Electoral reform is a good example of what the EU can do post-Brexit, says Andrew Duff

The European Parliament's soon-to-be empty seats can be put to good use, says former ALDE MEP

Andrew Duff | Photo credit: European Parliament audiovisual

By Andrew Duff

15 Sep 2017


One of the more interesting aspects of Brexit is to consider what can be achieved by the EU without the British that it has not been able to achieve with the British. Electoral reform is a very good example.

British ministers in the Council were without exception opposed to the federalist concept of transnational lists, as was a very large majority of British MEPs. The departure of the UK will not only remove these political obstacles but will also leave vacant 73 seats in the next Parliament.
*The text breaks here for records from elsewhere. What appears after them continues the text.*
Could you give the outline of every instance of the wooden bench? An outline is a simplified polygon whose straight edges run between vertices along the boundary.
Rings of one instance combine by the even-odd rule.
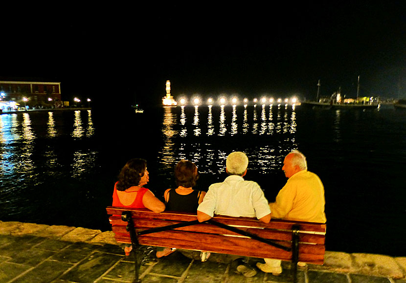
[[[193,213],[111,206],[107,211],[113,215],[109,220],[117,241],[133,245],[137,282],[147,246],[291,261],[293,282],[298,261],[324,261],[325,224],[278,219],[265,223],[254,218],[222,216],[200,223]]]

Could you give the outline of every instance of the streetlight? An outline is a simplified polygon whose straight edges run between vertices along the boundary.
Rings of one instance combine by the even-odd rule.
[[[25,109],[25,111],[27,110],[27,101],[28,101],[28,99],[26,97],[23,97],[23,101],[24,102],[24,108]]]

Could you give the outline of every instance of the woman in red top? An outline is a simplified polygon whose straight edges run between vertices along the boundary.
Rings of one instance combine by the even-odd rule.
[[[148,208],[159,213],[165,210],[165,204],[152,192],[143,186],[148,182],[147,161],[134,158],[127,162],[118,175],[118,181],[114,186],[113,206]],[[124,248],[126,256],[132,247]]]

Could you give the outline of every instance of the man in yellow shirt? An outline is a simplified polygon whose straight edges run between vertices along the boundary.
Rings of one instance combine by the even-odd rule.
[[[324,188],[318,176],[307,171],[305,156],[292,152],[285,157],[282,170],[288,180],[275,202],[269,204],[271,218],[325,223]],[[265,263],[257,263],[260,269],[274,275],[282,273],[281,261],[264,259]]]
Those empty seats can be put to good use.

Seizing the initiative, Emmanuel Macron, true to his manifesto, has taken up the proposal for a transnational European constituency at the level of the European Council. The Italian government, with its long-serving Minister of Europe Sandro Gozi, launched the matter in the first place.
The Belgian and Spanish governments are also in favour.
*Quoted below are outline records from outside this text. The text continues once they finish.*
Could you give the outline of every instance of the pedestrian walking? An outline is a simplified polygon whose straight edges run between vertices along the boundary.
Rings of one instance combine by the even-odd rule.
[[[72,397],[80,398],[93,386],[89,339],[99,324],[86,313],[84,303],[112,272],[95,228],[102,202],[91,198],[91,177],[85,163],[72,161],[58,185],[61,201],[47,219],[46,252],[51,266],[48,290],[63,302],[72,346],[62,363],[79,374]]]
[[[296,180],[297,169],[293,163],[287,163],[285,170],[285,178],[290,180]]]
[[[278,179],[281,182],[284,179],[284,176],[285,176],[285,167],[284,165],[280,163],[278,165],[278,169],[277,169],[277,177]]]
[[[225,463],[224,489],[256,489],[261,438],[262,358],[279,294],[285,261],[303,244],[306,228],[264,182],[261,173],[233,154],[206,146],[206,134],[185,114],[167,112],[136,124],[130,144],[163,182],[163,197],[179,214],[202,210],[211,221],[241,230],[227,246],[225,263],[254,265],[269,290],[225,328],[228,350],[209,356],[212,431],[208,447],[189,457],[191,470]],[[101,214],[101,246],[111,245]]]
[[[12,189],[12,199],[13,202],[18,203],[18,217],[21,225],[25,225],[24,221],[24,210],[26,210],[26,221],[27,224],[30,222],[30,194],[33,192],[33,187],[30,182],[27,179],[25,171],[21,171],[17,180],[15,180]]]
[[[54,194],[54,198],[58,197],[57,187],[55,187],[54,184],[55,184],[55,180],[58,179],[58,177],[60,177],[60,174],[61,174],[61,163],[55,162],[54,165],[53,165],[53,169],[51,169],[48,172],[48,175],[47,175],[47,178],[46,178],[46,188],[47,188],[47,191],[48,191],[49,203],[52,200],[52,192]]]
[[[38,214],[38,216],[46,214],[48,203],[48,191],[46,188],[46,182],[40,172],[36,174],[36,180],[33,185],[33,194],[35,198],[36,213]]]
Martin Schulz for the SPD, along with the German Liberals and Greens, back the plan. In the Parliament, the federalist cause is led by the Liberal leader (and Brexit coordinator) Guy Verhofstadt. He won a vote in November 2015 to include a reference to a “joint constituency” in the Parliament’s most recent report on electoral reform (which otherwise merely tinkered annoyingly on the edges of the problem). But now, just at this moment when the time appears to be ripe for radical change, MEPs are in danger of losing the plot.

The most recent draft report on the matter from the Constitutional Affairs Committee appears not to accept that the UK is leaving the European Union before the next elections in May 2019.
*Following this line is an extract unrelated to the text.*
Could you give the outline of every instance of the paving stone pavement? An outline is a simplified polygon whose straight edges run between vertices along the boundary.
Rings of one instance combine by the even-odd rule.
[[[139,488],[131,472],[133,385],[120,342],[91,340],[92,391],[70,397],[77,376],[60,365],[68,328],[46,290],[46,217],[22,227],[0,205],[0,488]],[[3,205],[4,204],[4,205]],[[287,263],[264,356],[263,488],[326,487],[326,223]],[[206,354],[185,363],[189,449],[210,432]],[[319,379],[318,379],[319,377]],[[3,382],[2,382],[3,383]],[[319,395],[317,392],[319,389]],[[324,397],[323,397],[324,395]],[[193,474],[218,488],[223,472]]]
The co-rapporteurs, Danuta Hübner (EPP) and Pedro Silva Pereira (S&D), use the excuse of uncertainty surrounding Brexit to put off until 2024 the two critical decisions about the formula for seat apportionment and the introduction of transnational lists. Instead, they would merely use 51 of the UK’s 73 vacant seats to reduce (but not eliminate) the abuse of the principle of degressive proportionality.

This adjustment to the distribution of seats among member states would take place at some unspecified date after the actual 2019 election once Brussels had noticed that the Brits had gone.
The rapporteurs, furthermore, attempt to muddle the argument over the composition of the Parliament by raising the question of voting weights in the Council.

The issue of balance between the two chambers of the bicameral legislature is indeed something that needs to be raised at the next Convention which will be called to revise the Treaty of Lisbon once the British have well and truly left.

But nobody has asked MEPs to raise that matter now, for which there is no legal necessity.

And if MEPs cannot make progress on reforming their own internal affairs they are scarcely eligible to interfere in the internal affairs of the Council. Such prevarication – “the time is not ripe” – and the lazy thinking behind the draft AFCO report amounts to a political fix that, were it to be adopted in its present form, would put the Parliament in disrepute – and even at risk of being found by the European Court of Justice of having failed to act correctly.

The divvying up of parliamentary seats between states had always been subject to unseemly bartering, usually in the early hours of the morning at the close of some fractious intergovernmental conference called to amend the treaties.

As things stand today, however, French, British and Spanish MEPs represent more folk than German MEPs; Dutch MEPs represent more than Romanian; Swedish and Austrians more than Hungarian; Danes more than Bulgarian; and Irish more than Slovak.

Today, circumstances have thrown the European Parliament a golden opportunity to take a major step in the federal direction – but it looks as though MEPs are going to retreat again.